Several members of Independent Group III, which won control of the Colombo Municipal Council earlier this month, are reportedly being kept "at a safe location" by the United National Party till they take oaths on June 3.

Among the "missing" Independent Group members are leader Annapillai Rajendran, mayor elect U Imtiyaz, and deputy mayor elect Kankanamage Chandrasena.

"We are also trying to find them," said Ratnam, a member of Independent Group III, who contested the election. "They have been missing for the past two days." He said that both of Rajendran’s mobile phones have been switched off and that neither he nor his family were at home.

"We even visited his house," he said. "It is closed. We think his family must be with him." Rajendran had been receiving "unwelcome phone calls", Ratnam also said.

Asked how Rajendran could be contacted, UNP mayoral candidate Sirisena Cooray claimed that the Independent Group leader had a new mobile number which he did not know. Rajendran’s telephones were switched off when this newspaper attempted to contact him.

Meanwhile, UPFA mayoral candidate Vasudeva Nanayakkara said that his party wanted to back Independent Group III. "Tell them that I intend backing them and liberating them from any bondage they may have," he said.

Ratnam said that all but nine of Independent Group III’s fifty-nine contestants have agreed to submit their resignations from the CMC. However, the law decrees that all contestants in the list must step down before the UNP can replace any of them.

"The nine dissidents are not willing to resign," Ratnam confirmed. "They are backing the UPFA. They have a problem with Rajendran and have formed a different faction with their own leader."

Independent Group III, supported by the UNP, polled 40.24% of the vote in the May 20 election and won 23 seats. The UPFA notched 27.85 per cent and won 14 seats.

The election was preceded — and followed — by a legal and political wrangle which threatens to drive the Colombo Municipal Council into further difficulty with neither the UNP nor the UPFA showing any signs of bowing out.

The names of the new CMC members are due to be gazetted on June 2 and the swearing-in ceremony is scheduled for the next day. The Independent Group III members are thereafter expected to resign from their new posts, making way for UNP replacements. Nanayakkara has already questioned the legality of this arrangement.

Meanwhile, the internal debate in the UNP also continues to rage.

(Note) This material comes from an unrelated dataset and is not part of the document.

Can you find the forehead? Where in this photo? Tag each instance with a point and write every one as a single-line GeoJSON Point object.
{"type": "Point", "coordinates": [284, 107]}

Central Committee Member and party stalwart Milroy Perera yesterday submitted to leader Ranil Wickremesinghe a report about the alleged "conspiracy" surrounding the UNP’s rejected CMC nominations list. Similar reports had been submitted before and had implicated party members Milinda Moragoda and M Maharoof in a suspected plot to have the UNP list rejected. The two members are believed to have wilfully included the name of an under-aged candidate in the list, thereby making the entire application invalid.

On Monday, five UNP front liners held a near three-hour meeting with Wickremesinghe, insisting that the leadership take action against Moragoda and Maharoof. Among those who met Wickremesinghe were G. L. Peiris, M. H. Mohamed, Ravi Karunanayake, T. Maheswaran and Bandula Gunawardene. The tone of the meeting had reportedly been "heated" with specific questions asked about why the leadership continued to "favour" Maharoof and Moragoda.

A senior UNPer said the five members had told Wickremesinghe that they could not let the party be ruined by "these type of people". Asked whether he felt disciplinary action would be taken, he said: "We expect it to happen."

The UNPer also wondered by Wickremesinghe continued to protect Maharoof and Moragoda when he had taken immediate action against Mahinda Wijesekere, suspending him from the UNP Working Committee and from the post of Matara District Committee leader.